When we are young, our understanding and knowledge of the world, of people and their interrelationships is still in formation, and we are constantly being confronted with new information. The three year old's understanding of their family's relationships, who is in charge of what, and how it is that the sky is blue-all constantly evolving.
At 21, we have a firmer understanding of the basics, but we regularly are confronted with different people who expose us to new ideas and challenge the way we have been taught by our parents. Thus we continue to morph both our views, the way we present ourselves to the world, and what interests us.
By 50, we don't make new friends so easily. Somewhere along the way we began to filter the new stimuli, for the sake of stability and in pursuit of other goals-how else does one stay married and raise their own family, establish a career within one field and save for retirement? All noble goals, these, but somewhere along the way we stop being energized by the new incursions into our awareness, and turn our backs.
The unsettling that comes with being open to new learning, new people, different tastes, an alternate route, and another view of the same scene jostles me.

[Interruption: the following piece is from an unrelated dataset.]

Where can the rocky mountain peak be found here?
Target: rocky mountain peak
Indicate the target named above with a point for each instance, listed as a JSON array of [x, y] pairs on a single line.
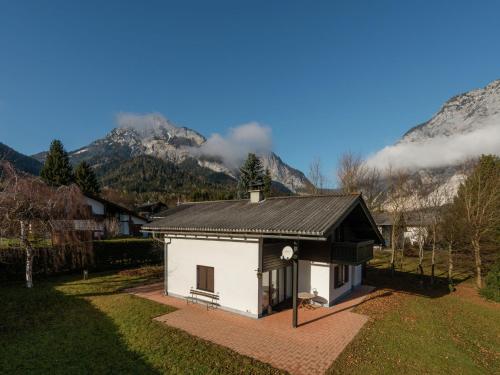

Law school has been a series of nudges and pokes that force me to reawaken that part of me that admits to not knowing and being open to learning. So too have some new friends that came from law school. But surprisingly, having once opened the door for the particular jostling that law school gives me, I find I am admitting other forms of this unsettling. A new or unusual experience makes me think, causes me to consider anew a prejudice, a conception.

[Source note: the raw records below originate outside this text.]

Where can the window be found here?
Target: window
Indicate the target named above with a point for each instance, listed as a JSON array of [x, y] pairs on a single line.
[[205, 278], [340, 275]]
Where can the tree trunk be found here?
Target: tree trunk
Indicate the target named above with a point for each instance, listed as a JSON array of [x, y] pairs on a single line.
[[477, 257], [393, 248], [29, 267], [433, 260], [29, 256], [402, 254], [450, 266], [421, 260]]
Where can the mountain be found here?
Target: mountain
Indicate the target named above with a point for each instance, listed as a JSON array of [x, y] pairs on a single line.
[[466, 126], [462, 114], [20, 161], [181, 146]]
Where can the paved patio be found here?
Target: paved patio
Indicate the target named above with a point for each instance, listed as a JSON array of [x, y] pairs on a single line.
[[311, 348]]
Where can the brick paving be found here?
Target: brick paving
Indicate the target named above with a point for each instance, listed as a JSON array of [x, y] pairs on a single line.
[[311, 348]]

My son and his wife have been visiting over the holidays, and I have lent them my car for most of the visit. This means I am walking and riding the bus to work, which is not really a significant life change. I've ridden the bus, the subway, the train in many cities of the world. And yet riding it here in my own backyard is a different experience than riding the metro in Madrid, or Istanbul, or the bus on the Quilotoa Loop. For one thing, it is not generally socially acceptable to ride the bus here unless one is a student, poor or mentally ill. I think this is a common perception in small towns in the US. Once you get to a city, this changes. In San Francisco, it is perfectly ok to be a high level executive, and take mass transit. But not so here.
And so I've been interested to observe a few things. Of course I take note of my fellow passengers, of the colorful people to be found wandering about the transit mall. I also find myself considering what riding the bus says about me to others, and what it says to me about myself.
It's forcing me to reassess my own views of those who wait at bus stops, and to reconsider why we- why I don't ride the bus. I'm not so comfortable with some of the results, but in some way I'm glad for the jostling. Maybe I'll keep riding the bus even after my car is returned, maybe not. But I hope I'll be poked and prodded in some way.